This protocol helps to set up a Cell Counting Assay using HoloMonitor® M4 and the HoloMonitor® App Suite software. The HoloMonitor® Cell Counter is designed for automated cell counting of suspended cells. It can be used to prepare for seeding or for end-point cell counting of suspension cells. A dilution calculator provides the volume needed for homogeneous cell seeding.
Start the software and wait for complete instrument initialization.
Run an auto-calibration. With successful calibration (as shown in the picture), the instrument is ready to use.
Add the cells with a concentration of 0.3 – 5 x 10⁶ cells/mL in 10 µL suspension to the counting chamber.
►Please note that too few cells may cause inadequate results due to auto-focus failure.
Slide the counting chamber(s) into the Vessel holder.
Put the Vessel holder with the sample on the HoloMonitor® M4 stage.
Select the Cell Counter application and proceed by clicking the Setup Assay button.
Basic setup: describe the experiment and assign treatments to the wells
Enter the experiment name, optional experiment description, and cell types.
The vessel map is pre-set to the Countess Cell Counting Chamber Slide × 3.
Map treatments and conditions on the vessel map. Select wells by marking them with the left mouse button while moving the cursor over the relevant well/s.
Add the treatment name/s in the text box below the vessel map and click Add or press Enter. Marked well/s are light blue, selected wells will appear dark blue.
Proceed to Capture setup.
Capture setup: Select the experiment time settings and choose capture positions
The number of positions is set by default and can be adjusted.

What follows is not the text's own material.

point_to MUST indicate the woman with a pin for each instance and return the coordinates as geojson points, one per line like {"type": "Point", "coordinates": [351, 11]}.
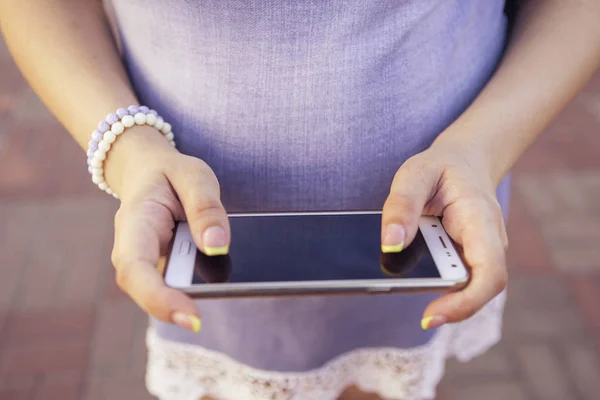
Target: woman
{"type": "Point", "coordinates": [304, 105]}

Ensure that the storage requirement for the experiment does not exceed the computer capacity.
► When running an experiment, data needs to be stored on the computer connected to the instrument. Storing data on an external drive (e.g. connected via USB or internet server) may cause data loss due to erratic USB connections or poor internet connection.

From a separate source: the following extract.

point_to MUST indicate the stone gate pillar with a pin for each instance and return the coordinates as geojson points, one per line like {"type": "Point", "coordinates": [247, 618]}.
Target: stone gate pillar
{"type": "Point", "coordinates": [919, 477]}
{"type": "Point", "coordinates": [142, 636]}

Click the positions list button to view the position list.
Inspect the images by hovering over the image icon in the list. Move the stage to that position by double-clicking the icon. If the image quality is poor, a warning sign appears. Adjust position location or focus if necessary.
When satisfied with the experiment setup, click Proceed to Capture.
Capture: Review the experiment in real-time during the time-lapse
Click Start Capture.
To stop the experiment ahead of time, click the stop button.
► Note that it is NOT possible to restart the experiment once it has been stopped.
Go to the Experiments tab and open your ongoing experiment to preview the results during the run.
When the Experiment capture finishes, click the Show Result button to get directly to the Results page.
RESULTS & ANALYSIS
Click Experiments to see a list of the experiments.
Click on the experiment title to open an experiment summary.
Click Open to open the results page.
Experiment overview tab
See the experiment summary, view all images, and go to the experiment set up by choosing the respective tab.
Open the experiment data by clicking on the experiment result icon or its name in the Guided Assay Result list.
Create New Results from this experiment by clicking the button.
Reach In-depth Analysis by clicking the respective icon.
Cell counter data results tab
- The assay results are generated during image capturing.
- The software automatically analyzes quantitative data generated from each image.
- For a more detailed analysis, all results can be exported.
Cell counter data results tab
The results for each selected well/treatment are presented in a table showing cell count (#/mL), mean cell volume (µm³), and mean cell area (µm²).
Enlarge the histograms to have a closer look at cell volume (µm³) and area distribution (µm²).
Use the dilution calculator to easily determine the cell number or volume needed for cell seeding.
For further analysis, export all results to Excel. The exported data include population data based on means, including data for each captured position and standard deviations.
Image analysis tab
- An image analysis algorithm filters out images of poor quality and excludes them from results data.
- Include or exclude images from results analysis. See the Image quality guide for more information.
The captured images from the experiment are displayed in a tree-view list. Clicking an item in the tree will show a list of all images contained in the selected level/category.
Checked checkboxes — all images are included.
Empty checkboxes — all images are excluded.
Checkboxes with a dash — some images are included. Symbols in the list show cell analysis (yellow exclamation mark) or image quality warning (red exclamation mark).
It is possible to adjust the Sensitivity of image(s) and view the image threshold and markers.
One experiment — multiple results
- This section helps to reanalyze data between different assays using HoloMonitor® App Suite software.
Generating Guided Assay results
In the Experiment overview page under Guided Assay Results select Create New Result.
Choose the type of analysis in the pop-up window and name the new result.
Tick copy image analysis from and select the experiment to copy from. This will copy the image analysis settings from the selected result including all changes.
Generating In-depth Assay results
In the Experiment overview page select the In-depth assay icon for the wanted result.
Follow the respective assay protocol.